Despite the almost complete knockdown of σ1, progeny virus titers remained high in S1-specific DsiRNA (S1-DsiRNA)-transfected cells (Fig. 3D). This was surprising, since progeny virions purified from S1-DsiRNA-transfected and T3wt-infected cells had an almost complete loss of σ1 relative to the other outer capsid structural proteins μ1C and σ3 (Fig. 3E). The purified virions also had a complete dsRNA genome (Fig. 3E), suggesting that DsiRNAs could target S1 mRNAs destined for translation but not RNAs used for the assembly of new virions in viral factories. These findings showed that σ1 levels on wild-type virions could be experimentally adjusted by using S1-specific DsiRNAs.
Reduced σ1 levels on incoming reovirions provide a direct benefit to establishing infection.
Having established a strategy to manipulate σ1 levels on wild-type reovirus, we proceeded to test whether mutations in T3v1 and T3v2 per se are important for increased infectivity or whether the consequential reduction of σ1 on virions was the critical change. To obtain a spectrum of virion-associated σ1 levels, S1-DsiRNAs were mixed with increasing amounts of control G7L DsiRNA, while maintaining a constant total DsiRNA concentration. Similar levels of virions were purified from DsiRNA-transfected, T3wt-infected H1299 cells at all ratios of DsiRNAs, indicated by equivalent levels of the major structural proteins μ1C and σ3 (Fig. 4A). However, as the fraction of S1-DsiRNAs decreased from 33% (condition 1) to 17% (condition 2), 8% (condition 3), 4% (condition 4), 2% (condition 5), or 0% (control condition [condition C]) of total DsiRNA, the level of σ1 on purified virions increased (Fig. 4A). Using agarose gel electrophoresis, we determined the distribution of σ1 levels of virions generated by using S1-DsiRNAs (conditions C, 4, and 1) (Fig. 4B). Under condition C, the number of σ1 trimers on the virions ranged from 12 to 10. The majority of virions generated under condition 4 and condition 1 had between 12 and 5 and between 5 and 0 σ1 trimers, respectively. Although heterogeneous, condition 1 and condition 4 generated virions with progressively lower levels of σ1 trimers than those of virions generated under condition C. Since T3wt was used during the infection, it is important to note that the only difference between virions purified under conditions 1 to 5 and condition C is σ1 levels (Fig. 4B).

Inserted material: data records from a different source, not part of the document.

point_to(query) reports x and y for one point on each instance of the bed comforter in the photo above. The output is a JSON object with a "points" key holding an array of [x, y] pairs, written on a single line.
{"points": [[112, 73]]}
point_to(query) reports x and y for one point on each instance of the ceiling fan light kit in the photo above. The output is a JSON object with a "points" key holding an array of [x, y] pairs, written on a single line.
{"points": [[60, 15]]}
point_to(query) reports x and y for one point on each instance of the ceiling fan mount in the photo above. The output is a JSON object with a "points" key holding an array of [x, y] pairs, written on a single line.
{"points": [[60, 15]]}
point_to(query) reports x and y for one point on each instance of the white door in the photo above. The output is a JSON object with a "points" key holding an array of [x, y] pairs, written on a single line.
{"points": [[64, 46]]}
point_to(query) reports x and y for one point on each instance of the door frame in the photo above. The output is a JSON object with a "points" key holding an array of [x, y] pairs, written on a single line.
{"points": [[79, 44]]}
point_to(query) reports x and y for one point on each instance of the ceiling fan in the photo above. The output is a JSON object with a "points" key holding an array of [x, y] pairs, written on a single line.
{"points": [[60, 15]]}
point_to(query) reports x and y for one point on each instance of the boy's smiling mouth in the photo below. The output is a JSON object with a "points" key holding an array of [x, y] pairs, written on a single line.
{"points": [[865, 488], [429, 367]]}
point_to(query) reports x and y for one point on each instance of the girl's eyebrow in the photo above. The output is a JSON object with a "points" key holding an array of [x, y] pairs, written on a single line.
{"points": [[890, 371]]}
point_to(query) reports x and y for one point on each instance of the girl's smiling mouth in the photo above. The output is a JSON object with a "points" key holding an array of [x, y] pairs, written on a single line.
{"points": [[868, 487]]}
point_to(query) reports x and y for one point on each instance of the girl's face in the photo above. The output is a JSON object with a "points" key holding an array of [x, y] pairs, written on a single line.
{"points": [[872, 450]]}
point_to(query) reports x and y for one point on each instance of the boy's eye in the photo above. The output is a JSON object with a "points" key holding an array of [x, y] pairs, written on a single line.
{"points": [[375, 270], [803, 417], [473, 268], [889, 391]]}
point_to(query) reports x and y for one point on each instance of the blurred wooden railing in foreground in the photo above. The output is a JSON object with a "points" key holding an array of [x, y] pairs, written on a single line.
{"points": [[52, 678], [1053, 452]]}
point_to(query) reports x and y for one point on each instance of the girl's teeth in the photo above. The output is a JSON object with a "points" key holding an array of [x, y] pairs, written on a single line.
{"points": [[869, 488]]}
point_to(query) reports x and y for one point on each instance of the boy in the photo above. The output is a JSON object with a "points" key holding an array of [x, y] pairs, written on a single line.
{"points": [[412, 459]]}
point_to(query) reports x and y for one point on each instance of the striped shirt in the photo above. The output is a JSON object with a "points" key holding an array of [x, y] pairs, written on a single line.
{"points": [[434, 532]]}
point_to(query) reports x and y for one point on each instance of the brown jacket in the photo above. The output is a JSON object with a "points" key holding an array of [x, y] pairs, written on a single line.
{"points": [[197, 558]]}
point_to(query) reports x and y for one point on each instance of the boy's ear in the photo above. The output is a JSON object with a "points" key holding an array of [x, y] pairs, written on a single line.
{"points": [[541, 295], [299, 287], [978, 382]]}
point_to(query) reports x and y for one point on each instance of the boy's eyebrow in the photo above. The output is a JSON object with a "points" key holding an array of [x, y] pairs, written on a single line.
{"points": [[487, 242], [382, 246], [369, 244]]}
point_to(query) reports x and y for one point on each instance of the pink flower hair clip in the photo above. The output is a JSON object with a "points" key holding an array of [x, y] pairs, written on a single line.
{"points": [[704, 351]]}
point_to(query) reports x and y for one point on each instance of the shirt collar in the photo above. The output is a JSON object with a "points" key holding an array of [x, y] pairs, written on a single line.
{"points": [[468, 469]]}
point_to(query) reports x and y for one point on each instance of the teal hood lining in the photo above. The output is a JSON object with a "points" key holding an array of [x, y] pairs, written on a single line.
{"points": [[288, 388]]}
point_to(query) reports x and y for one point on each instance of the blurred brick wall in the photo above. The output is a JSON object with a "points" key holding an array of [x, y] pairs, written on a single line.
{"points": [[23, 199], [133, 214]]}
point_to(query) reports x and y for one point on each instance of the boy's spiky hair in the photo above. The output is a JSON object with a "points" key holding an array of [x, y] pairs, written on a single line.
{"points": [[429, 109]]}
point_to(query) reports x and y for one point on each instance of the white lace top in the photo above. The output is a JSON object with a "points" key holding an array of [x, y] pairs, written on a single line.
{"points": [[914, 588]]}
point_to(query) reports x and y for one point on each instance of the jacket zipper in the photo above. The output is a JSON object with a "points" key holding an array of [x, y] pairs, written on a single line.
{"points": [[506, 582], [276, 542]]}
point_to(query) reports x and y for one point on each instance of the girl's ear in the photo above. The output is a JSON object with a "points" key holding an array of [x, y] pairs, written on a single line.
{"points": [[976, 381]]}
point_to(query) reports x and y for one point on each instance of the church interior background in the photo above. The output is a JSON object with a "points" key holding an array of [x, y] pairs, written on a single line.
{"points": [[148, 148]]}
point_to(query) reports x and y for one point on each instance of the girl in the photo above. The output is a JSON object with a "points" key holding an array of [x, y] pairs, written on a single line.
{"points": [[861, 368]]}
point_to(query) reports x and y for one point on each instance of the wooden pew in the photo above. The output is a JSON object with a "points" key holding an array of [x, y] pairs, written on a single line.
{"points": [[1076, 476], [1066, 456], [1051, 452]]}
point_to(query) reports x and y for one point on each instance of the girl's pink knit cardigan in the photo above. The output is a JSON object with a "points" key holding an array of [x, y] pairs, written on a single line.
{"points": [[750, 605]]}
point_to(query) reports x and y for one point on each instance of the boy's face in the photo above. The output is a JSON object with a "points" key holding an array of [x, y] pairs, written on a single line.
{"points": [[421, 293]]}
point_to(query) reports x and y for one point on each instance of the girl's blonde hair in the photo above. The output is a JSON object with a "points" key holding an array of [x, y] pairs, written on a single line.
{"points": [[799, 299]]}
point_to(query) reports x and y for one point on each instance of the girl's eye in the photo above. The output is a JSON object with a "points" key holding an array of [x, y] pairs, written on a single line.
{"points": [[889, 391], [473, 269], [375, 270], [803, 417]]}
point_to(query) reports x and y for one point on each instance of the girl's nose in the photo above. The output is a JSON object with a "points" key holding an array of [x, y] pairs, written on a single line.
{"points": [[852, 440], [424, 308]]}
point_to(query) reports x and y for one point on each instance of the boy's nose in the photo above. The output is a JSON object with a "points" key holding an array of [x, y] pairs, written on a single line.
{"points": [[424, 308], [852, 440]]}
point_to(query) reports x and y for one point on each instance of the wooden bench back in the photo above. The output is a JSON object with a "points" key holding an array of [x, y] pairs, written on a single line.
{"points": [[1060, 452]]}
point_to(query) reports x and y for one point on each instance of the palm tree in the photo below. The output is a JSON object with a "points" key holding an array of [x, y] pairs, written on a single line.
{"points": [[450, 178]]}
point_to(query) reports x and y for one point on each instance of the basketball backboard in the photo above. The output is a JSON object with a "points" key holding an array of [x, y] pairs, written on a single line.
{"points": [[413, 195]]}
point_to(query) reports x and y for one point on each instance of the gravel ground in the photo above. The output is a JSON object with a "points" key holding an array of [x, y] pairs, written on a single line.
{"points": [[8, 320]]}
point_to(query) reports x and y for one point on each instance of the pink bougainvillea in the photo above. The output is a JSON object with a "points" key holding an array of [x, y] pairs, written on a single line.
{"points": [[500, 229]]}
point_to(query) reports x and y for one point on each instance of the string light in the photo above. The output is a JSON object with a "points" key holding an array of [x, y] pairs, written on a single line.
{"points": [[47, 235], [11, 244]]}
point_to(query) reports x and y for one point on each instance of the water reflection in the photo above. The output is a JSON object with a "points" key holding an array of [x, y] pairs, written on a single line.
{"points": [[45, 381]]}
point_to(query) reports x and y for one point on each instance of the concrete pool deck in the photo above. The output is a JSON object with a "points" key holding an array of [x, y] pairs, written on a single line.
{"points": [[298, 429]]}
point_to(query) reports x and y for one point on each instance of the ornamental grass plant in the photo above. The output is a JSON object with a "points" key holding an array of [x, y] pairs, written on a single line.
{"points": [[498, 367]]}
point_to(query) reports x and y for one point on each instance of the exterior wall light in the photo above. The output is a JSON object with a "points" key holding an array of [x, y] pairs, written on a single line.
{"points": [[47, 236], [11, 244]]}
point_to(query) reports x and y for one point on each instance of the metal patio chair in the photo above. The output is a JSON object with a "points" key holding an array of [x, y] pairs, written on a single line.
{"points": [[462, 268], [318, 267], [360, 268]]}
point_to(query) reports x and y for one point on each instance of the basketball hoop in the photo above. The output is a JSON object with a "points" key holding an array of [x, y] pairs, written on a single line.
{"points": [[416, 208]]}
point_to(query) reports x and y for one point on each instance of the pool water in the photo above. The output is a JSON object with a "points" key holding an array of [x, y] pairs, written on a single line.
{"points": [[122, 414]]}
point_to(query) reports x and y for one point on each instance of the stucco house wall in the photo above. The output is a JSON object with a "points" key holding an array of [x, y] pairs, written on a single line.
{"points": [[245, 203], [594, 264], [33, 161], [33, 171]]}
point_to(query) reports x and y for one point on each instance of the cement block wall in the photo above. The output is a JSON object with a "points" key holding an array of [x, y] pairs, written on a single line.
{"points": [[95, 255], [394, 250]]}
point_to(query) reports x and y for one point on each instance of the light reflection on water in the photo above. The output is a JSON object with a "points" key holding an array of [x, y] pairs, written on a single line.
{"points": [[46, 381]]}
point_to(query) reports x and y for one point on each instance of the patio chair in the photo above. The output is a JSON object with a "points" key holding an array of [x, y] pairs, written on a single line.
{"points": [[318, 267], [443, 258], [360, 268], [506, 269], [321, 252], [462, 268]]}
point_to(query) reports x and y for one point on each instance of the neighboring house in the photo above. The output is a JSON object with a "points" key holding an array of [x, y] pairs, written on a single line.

Purified virions under each S1-DsiRNA condition were assessed for binding and infectivity (Fig. 4C). Virion binding per cell was assessed by using flow cytometry following virus incubation with L929 cells in suspension at 4°C. As the concentration of S1-DsiRNA increased from condition 5 to condition 1, per-cell virion binding was reduced relative to that under condition C. Virions under condition 1 had ∼30% binding per cell compared to virions under condition C. Since agarose gel electrophoresis demonstrated that a majority of virions under condition 1 had very low σ1 levels, reduced binding was expected (Fig. 4B and C). The percentage of reovirus-infected cells was determined at 15 h p.i. by using flow cytometry. Conditions 1 to 5 generated virions with infectivity greater than that under condition C, with virions under condition 4 having the highest infectivity (Fig. 4C). Immunocytochemical staining confirmed that virions with reduced σ1 levels under conditions 4 and 5 established infection in a high proportion of cells relative to the control (Fig. 4E). Assessment of virion binding and infectivity per cell enabled the calculation of specific infectivity per equivalent cell-bound particle. The fold increase in virion infectivity was directly proportional to the reduction in σ1 levels. Bound virions under condition 1 were 4.8-fold more infectious than those under condition C (Fig. 4D). Results similar to those described above were found for virions generated from S1-DsiRNA transfection in A549 cells (data not shown). Together, this work demonstrated that reduced virion-associated σ1 levels can directly promote infectivity of reovirus toward L929 cells. The optimal level of σ1, which was 3- to 4-fold lower than that for the wild type, reflected a balance between having sufficiently high quantities of σ1 for cell binding and having sufficiently low quantities to promote infectivity. Furthermore, since the genomes of T3wt virions with fewer σ1 molecules were of wild-type sequence, these findings suggested that reduced σ1 levels confer a benefit to incoming virions in the primary stages of reovirus replication.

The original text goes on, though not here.